Your time is your most valuable commodity and you will have less as you get
older. Don't waste it on unqualified leads, ever.

------
innertracks
Personally, I'm very strong on the social networking side. And I love the
engineering side, too. Part of the attraction to consulting for me is in
meeting and getting to know new people. Especially, C-level. I've always done
best reporting to or working directly with senior management or owners.

Spending too much time in one can leave the other feeling under-utilized. I'm
guessing I'll end up needing to have engineers on contract and have 70:30
business dev to engineering ratio or something. I'm not sure but that ratio
seems about right given how much time the social networking side needs to keep
money coming in consistently.

Plus, there's the downtime needed to make the mental switch from one to the
other. Or maybe just contract out all the work and do my various hobby
projects on the side to satisfy the engineer in me.

Edit: Cold Calling: Things I learned in a non-tech venture.

Visualizations, and rehearsals (mental and physical) of each step of the
calling process were very, very helpful. One click dialing straight off a
spreadsheet of cold contacts made things easier, too.

After getting through the first 100 or so numbers dialing started to give me a
rush. Fear was starting to be replaced by excitement. Very curious experience.

One other thing. I was told to expect, and found, roughly speaking, half of
the numbers I dialed on an industry specific list of small to medium sized
companies, no one answered. Another quarter were busy or couldn't talk and it
really had nothing to do with me.

These numbers held across a few different industries.

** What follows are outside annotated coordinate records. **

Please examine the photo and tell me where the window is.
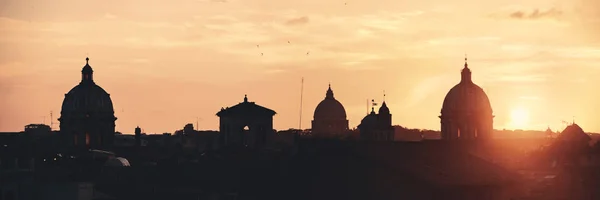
[4,190,17,200]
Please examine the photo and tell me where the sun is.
[510,108,529,129]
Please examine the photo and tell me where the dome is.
[314,85,346,120]
[442,63,492,114]
[61,58,114,117]
[379,101,390,114]
[557,123,592,142]
[442,83,492,114]
[359,110,377,128]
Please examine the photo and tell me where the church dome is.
[442,62,492,114]
[314,85,346,120]
[358,108,377,128]
[558,123,592,142]
[379,101,390,114]
[61,58,114,117]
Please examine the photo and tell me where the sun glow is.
[510,108,529,129]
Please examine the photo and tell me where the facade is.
[58,58,117,149]
[439,58,494,140]
[217,96,277,148]
[358,101,395,141]
[312,85,348,135]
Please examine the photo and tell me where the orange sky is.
[0,0,600,133]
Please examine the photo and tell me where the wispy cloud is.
[285,16,309,26]
[509,8,563,19]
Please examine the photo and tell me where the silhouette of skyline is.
[0,0,600,133]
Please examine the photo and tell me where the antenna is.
[367,99,369,115]
[50,111,54,130]
[298,77,304,130]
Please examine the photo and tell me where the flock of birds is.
[256,41,310,56]
[248,1,348,56]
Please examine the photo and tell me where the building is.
[58,58,117,149]
[217,95,277,148]
[439,58,494,140]
[358,101,395,141]
[312,84,348,135]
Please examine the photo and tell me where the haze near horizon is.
[0,0,600,133]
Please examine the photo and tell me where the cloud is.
[509,8,563,19]
[285,16,309,26]
[104,13,117,19]
[489,8,565,20]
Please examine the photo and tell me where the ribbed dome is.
[558,123,592,142]
[359,110,378,128]
[313,86,346,120]
[61,58,114,118]
[379,101,390,114]
[61,84,114,116]
[442,83,492,114]
[442,62,492,114]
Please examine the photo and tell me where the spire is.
[460,54,473,83]
[81,57,94,83]
[325,83,335,99]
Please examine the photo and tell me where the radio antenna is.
[298,77,304,130]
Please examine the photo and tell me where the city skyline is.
[0,0,600,133]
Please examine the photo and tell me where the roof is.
[217,97,277,117]
[362,143,516,187]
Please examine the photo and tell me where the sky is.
[0,0,600,133]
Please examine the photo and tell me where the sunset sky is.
[0,0,600,133]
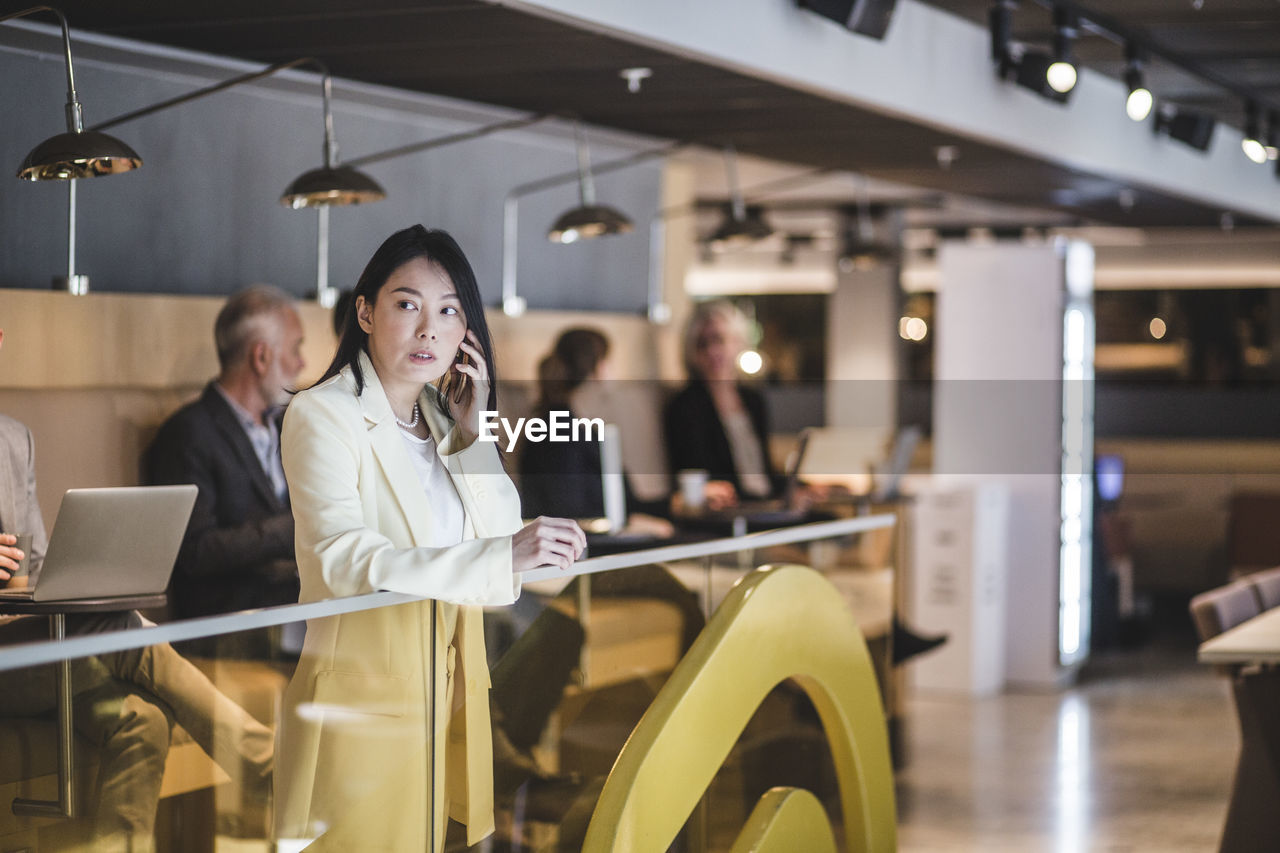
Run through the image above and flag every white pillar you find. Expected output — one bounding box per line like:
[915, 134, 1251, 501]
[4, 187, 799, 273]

Since I was rather
likely to NOT reach someone for a conversation I found it much easier to dial.

------
luckyisgood
This is a great lesson from the article: "Prioritize the opportunities that
are furthest along, biggest, and most likely to close. If you do that, you’ll
manage your pipeline most efficiently." -> the best way to learn how to
prioritize is to fill your pipeline with more sales leads than you can handle.
Nothing like a 14 hour workday in sales teaches you about how a good lead for
your business looks like. You can't give every sales lead an equal chance.
It's basic sales triage: don't concentrate on leads who you'll win anyway or
who you can never win, focus your most work on leads who need your expertise
to make a decision (for you).

------
asalazar
Hi folks. Author here. Happy to answer any questions if you like.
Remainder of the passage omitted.